About 50 representatives of the local arts community gathered Dec. 11 to discuss a perennial problem: The lack of performance and rehearsal space in Pittsburgh for small and medium-sized arts groups ["Stage Fright," Nov. 19, 2003] . One irony was that the meeting, convened by the Greater Pittsburgh Arts Alliance, took place in one of the city's more distinctive newer art spaces: the Pittsburgh Glass Center, in Friendship. Another was that many participants came not simply to discuss the issue, but to offer some fairly concrete solutions.
Tom Sarver, of the South Side's Brew House Association, touted that building's "rough theater space." The 300-seat space has been used for everything from stage plays to rock shows, but "Right now it's very underutilized," said Sarver.
"When I hear dancers need studio space, I wonder what the issue is," said Beth Corning, the new artistic director of Dance Alloy. Corning said she has found and set up seating risers at the Alloy's Neighborhood Dance Center (just a block from the Glass Center). With a lighting grid and a sound system, she said, the space could host music or theater groups as well as dance.

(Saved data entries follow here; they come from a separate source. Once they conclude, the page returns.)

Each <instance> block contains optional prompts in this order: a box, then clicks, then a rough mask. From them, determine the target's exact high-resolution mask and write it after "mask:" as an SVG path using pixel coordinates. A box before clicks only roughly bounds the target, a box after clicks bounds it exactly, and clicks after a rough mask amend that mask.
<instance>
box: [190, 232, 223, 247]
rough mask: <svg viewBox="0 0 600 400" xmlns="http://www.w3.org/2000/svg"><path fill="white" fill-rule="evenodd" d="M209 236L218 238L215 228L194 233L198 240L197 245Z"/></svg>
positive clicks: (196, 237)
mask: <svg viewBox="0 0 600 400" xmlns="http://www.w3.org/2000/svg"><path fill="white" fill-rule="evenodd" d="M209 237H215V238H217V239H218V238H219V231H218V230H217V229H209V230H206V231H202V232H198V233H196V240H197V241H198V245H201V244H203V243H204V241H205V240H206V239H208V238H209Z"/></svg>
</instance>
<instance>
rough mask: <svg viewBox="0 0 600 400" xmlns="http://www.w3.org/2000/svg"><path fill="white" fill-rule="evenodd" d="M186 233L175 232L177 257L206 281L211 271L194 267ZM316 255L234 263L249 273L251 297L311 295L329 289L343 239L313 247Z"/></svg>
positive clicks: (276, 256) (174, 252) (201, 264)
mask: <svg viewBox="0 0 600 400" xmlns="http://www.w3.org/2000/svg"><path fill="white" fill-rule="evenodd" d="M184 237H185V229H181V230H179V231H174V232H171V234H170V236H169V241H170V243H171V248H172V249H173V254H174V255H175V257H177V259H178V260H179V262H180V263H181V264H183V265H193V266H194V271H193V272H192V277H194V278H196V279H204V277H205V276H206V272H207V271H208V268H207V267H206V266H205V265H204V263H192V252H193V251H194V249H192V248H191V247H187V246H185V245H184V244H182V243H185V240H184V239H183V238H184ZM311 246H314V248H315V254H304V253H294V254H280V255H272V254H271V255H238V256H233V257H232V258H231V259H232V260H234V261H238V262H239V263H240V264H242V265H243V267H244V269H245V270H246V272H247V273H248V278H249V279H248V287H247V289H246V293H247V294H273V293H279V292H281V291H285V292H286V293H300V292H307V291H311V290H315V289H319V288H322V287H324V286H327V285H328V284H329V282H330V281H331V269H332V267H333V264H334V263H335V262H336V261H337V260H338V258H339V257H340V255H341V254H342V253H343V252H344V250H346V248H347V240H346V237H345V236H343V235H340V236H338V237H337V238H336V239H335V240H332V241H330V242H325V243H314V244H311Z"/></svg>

Meanwhile, Carolyn Tuminella, vice principal of the Pittsburgh High School for the Creative and Performing Arts, handed out color brochures touting CAPA's new Downtown building, which has two theaters and several rehearsal spaces available for rental. And Rebecca White of the Pittsburgh Cultural Trust said the Trust is busy renovating two adjoining Liberty Avenue buildings for gallery and possible performance space.
So -- problem solved? Unfortunately, no. Available spaces aren't necessarily affordable or even right for a particular group. "We have a Carnegie Hall, and it's fabulous," said Kate Granneman, of the Carnegie Library of Homestead. "The acoustics are so good they've made recordings in there ... And it's underutilized. It's available a lot. I'd like you to rent it." But the hall's $700-a-night price tag, not to mention its 1,000 seats, are beyond what many small groups can handle
"Right now in Pittsburgh we have a 10-year supply of empty space on the market," said Kyra Straussman, of the nonprofit Cool Space Locator. "We could start looking for you today and we would find it for you in six months." Groups simply must decide what they want and be willing to sign contracts to make rentals and renovations happen, Straussman said. "You are going to have to spend money," she said. "It's not going to be free."
Space can be cheaper than you think, though, noted Kelly-Strayhorn Theater Interim Director Robert Neu: Renting his theater on a Monday, Tuesday or Wednesday, for instance, costs practically half what it would on peak days. "You can make out like a bandit," Neu says.
Attendees also discussed Web-based sharing of information and the status of a plan to reopen the city-owned Hazlett Theater, but the constant theme was the song of the pocketbook. Noted Three Rivers Arts Festival Executive Director Elizabeth Reiss, funders are reluctant to cover increasing costs of doing business, like higher rents and insurance rates: "It's not availability, it's money."